General writing experience
One of the things I like the most about Mellel is full-screen view, where the menus and the formatting palettes disappear and I’m alone with my words and my thoughts. In draft or page-layout views, basic formatting is pretty straightforward, because Mellel comes with a handful of built-in paragraph and character styles (found in the Paragraph and Character menus) that serve pretty well without editing.
But if you decide to venture beyond that point–well, the fairest thing to say is that you will want to read the documentation. A lot of formatting can be done with the formatting palettes, but formatting all the structural elements of your document using styles (telling the word processor that this is a body-text paragraph, for instance) is much more efficient than using ad hoc formatting (where you might simply mark some words for display in a particular font). Mellel encourages you to use styles by making ad hoc formatting harder than using styles. Mellel’s implementation of styles is flexible and powerful, like everything else in the program. One gotcha to be aware of: If you have two documents open, both of which share the same style set, changes you make to one document’s styles will immediately and automatically reformat the other document as well.
It’s not Word
Say it with me: Mellel is not Word. Mellel can import and export .doc format documents, but results are a bit iffy, which is not necessarily a knock against Mellel. If you need to use Word or need to share documents with Word users, use Word. Not being Word means, among other things, that Mellel does not have all of Word’s features. In my view, this is usually a plus. Many writers won’t notice that Mellel has no programming language, does not support AppleScript, can’t track your changes, and has no special editors for graphics or equations or HTML. I list these as cons to help readers who need these features; but for many of you, these are probably pros in con clothing. Mellel is not a page layout program, either. It can do columns and sections extremely well, but if you are looking for a program to create your homeowners association newsletter, check out Apple’s Pages instead.
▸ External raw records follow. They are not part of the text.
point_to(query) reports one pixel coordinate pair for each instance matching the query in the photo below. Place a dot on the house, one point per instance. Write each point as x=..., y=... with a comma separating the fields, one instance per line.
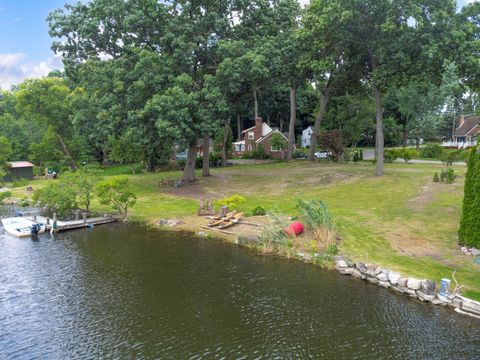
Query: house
x=19, y=170
x=260, y=134
x=307, y=137
x=466, y=132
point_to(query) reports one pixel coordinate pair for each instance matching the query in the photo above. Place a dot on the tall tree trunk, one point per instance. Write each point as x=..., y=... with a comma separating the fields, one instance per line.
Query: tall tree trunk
x=291, y=127
x=189, y=170
x=405, y=134
x=239, y=127
x=66, y=152
x=379, y=141
x=225, y=139
x=318, y=122
x=255, y=99
x=206, y=156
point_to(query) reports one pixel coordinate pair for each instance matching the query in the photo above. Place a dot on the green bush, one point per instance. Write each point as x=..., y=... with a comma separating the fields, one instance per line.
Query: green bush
x=300, y=154
x=259, y=211
x=259, y=153
x=469, y=232
x=407, y=154
x=5, y=195
x=448, y=175
x=390, y=155
x=316, y=214
x=432, y=151
x=233, y=202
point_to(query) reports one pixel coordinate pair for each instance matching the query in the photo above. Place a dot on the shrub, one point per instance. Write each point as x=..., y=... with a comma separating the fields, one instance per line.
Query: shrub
x=316, y=214
x=448, y=175
x=233, y=202
x=5, y=195
x=390, y=155
x=300, y=154
x=247, y=155
x=407, y=154
x=469, y=232
x=115, y=192
x=259, y=211
x=432, y=151
x=273, y=234
x=259, y=153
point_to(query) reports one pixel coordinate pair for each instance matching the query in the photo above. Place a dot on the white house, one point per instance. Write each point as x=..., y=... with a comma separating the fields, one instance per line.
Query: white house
x=307, y=136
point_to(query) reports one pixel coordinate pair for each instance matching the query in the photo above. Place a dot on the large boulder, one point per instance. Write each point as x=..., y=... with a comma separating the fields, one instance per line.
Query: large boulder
x=402, y=282
x=414, y=284
x=429, y=287
x=382, y=277
x=393, y=277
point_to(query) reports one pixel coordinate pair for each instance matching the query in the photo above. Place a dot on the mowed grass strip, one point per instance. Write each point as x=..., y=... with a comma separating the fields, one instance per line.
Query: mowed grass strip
x=402, y=220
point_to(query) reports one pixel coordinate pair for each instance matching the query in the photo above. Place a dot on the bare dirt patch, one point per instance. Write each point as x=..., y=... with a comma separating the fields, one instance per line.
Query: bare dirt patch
x=425, y=197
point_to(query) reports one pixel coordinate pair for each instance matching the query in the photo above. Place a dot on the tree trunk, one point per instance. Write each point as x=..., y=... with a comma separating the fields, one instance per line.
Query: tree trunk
x=379, y=141
x=405, y=135
x=206, y=156
x=291, y=127
x=225, y=139
x=73, y=165
x=255, y=99
x=189, y=170
x=316, y=126
x=239, y=127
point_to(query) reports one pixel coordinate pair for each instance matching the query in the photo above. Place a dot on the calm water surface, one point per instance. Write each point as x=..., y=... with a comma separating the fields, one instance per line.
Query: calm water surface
x=122, y=291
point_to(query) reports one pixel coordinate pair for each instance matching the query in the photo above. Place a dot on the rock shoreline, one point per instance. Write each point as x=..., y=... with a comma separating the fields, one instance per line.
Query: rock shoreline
x=422, y=289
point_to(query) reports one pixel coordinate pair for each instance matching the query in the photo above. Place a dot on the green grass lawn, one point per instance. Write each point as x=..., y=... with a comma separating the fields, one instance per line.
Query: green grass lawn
x=402, y=220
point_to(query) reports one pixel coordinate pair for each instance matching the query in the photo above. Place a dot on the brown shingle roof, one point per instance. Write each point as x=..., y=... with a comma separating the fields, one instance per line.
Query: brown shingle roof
x=469, y=126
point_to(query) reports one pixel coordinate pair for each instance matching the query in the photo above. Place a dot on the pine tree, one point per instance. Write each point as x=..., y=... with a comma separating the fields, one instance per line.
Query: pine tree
x=469, y=232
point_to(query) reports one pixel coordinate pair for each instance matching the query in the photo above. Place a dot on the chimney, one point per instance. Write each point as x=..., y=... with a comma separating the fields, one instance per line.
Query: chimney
x=258, y=128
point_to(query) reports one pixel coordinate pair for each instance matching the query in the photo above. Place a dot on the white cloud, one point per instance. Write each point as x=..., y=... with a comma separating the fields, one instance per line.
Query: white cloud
x=14, y=68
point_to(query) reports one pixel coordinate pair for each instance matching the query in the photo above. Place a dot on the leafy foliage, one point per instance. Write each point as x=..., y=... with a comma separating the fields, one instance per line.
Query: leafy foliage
x=469, y=232
x=114, y=191
x=316, y=214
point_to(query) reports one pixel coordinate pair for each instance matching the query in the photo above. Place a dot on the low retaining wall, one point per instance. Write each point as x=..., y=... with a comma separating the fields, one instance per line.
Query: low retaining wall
x=424, y=290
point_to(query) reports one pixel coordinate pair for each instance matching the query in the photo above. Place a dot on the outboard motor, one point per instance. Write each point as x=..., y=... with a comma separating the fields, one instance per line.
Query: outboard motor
x=35, y=229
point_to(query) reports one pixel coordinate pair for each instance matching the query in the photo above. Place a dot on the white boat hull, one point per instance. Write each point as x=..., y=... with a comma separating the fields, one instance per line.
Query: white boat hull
x=19, y=226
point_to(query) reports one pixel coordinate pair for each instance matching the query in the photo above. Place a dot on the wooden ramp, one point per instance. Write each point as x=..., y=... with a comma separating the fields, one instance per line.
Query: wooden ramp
x=72, y=224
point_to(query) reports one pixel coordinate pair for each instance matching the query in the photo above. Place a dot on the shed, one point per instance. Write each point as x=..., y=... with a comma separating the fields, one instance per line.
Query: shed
x=19, y=170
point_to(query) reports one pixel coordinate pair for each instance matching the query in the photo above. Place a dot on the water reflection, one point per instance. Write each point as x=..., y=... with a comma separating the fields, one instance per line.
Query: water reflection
x=125, y=292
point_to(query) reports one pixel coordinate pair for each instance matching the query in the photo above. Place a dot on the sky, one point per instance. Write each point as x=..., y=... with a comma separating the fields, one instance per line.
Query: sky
x=24, y=41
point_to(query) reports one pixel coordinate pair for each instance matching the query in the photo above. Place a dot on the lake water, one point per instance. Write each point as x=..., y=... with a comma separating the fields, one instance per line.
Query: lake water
x=122, y=291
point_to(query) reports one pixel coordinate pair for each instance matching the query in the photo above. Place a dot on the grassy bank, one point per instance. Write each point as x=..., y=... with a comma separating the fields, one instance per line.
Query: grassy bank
x=402, y=221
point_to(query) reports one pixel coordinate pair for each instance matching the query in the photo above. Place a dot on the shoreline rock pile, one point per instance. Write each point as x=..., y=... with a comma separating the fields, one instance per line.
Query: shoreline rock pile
x=422, y=289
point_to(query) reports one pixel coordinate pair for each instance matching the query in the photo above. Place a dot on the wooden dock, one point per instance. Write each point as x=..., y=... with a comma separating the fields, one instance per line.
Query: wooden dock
x=71, y=224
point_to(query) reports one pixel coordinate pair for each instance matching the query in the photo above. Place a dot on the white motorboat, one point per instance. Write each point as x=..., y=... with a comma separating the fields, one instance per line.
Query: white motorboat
x=19, y=226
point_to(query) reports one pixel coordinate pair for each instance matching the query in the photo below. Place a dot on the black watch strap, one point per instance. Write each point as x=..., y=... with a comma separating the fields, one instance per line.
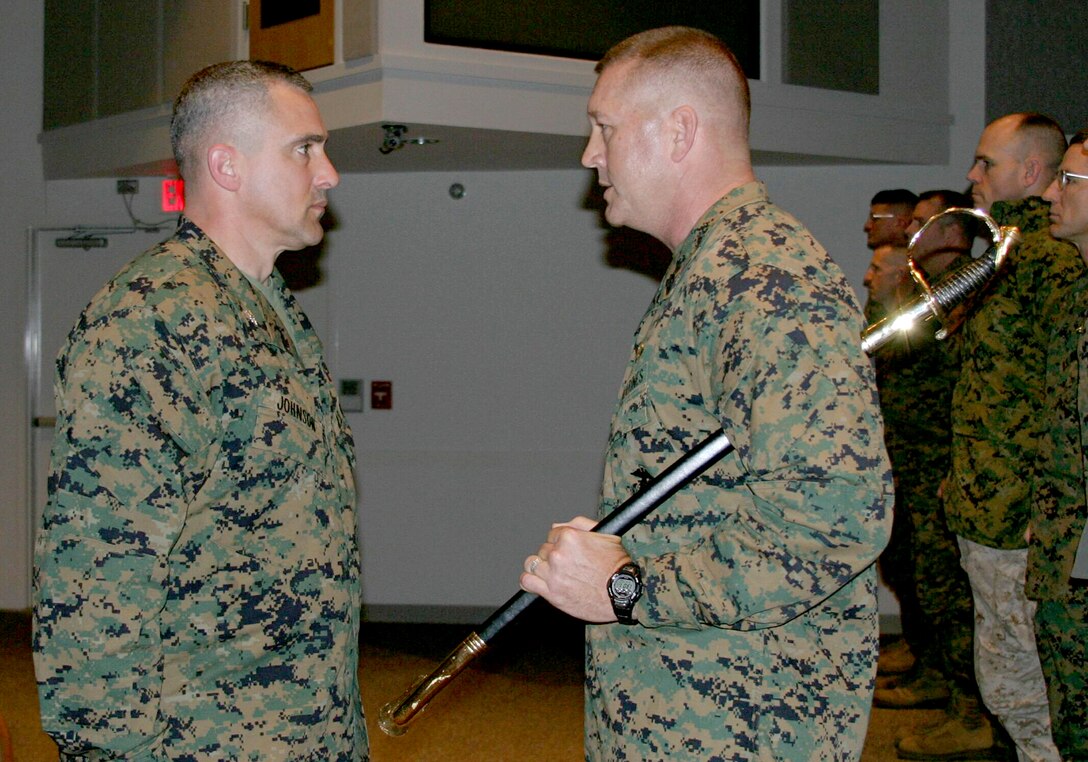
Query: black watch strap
x=625, y=588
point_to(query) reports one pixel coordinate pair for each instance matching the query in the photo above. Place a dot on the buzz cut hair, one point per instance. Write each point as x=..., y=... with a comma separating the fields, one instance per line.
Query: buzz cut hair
x=684, y=56
x=222, y=94
x=1042, y=136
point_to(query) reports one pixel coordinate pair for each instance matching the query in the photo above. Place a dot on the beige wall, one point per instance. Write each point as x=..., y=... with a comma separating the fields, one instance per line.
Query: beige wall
x=497, y=319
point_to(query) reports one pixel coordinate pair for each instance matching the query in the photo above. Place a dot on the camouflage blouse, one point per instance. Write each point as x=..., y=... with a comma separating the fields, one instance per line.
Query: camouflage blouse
x=197, y=575
x=757, y=627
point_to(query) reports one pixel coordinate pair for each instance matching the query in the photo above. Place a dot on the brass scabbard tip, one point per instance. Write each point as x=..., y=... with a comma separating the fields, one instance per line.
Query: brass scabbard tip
x=387, y=722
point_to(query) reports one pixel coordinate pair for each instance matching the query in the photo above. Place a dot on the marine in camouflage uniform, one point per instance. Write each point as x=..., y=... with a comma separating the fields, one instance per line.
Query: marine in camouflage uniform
x=1058, y=520
x=998, y=413
x=1059, y=506
x=757, y=629
x=197, y=576
x=915, y=377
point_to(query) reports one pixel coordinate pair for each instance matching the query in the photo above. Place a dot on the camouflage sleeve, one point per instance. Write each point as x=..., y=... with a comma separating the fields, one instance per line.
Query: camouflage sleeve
x=132, y=417
x=811, y=503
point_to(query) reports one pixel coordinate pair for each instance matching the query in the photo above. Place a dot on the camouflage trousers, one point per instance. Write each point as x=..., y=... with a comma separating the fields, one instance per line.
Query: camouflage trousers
x=1062, y=633
x=943, y=594
x=1006, y=662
One feature of Word that nobody will miss in Mellel is the price. At $49 for a single user license, Mellel may be the best word processing value in the Mac OS X world.
Macworld’s buying advice
Mellel 2.6.1 seems ideally suited to the needs of folks on tight budgets, like academics writing documents that contain lots of numbered sections and subsections or cross-references. Mellel’s structured document strengths should make it attractive to technical writers as well. I didn’t test Mellel’s handling of non-Roman alphabets like Hebrew or Chinese, but it is clear that Mellel should also be given very serious consideration by writers working in such languages.
[William Porter is a database applications developer and photographer who lives in Dallas, Texas.]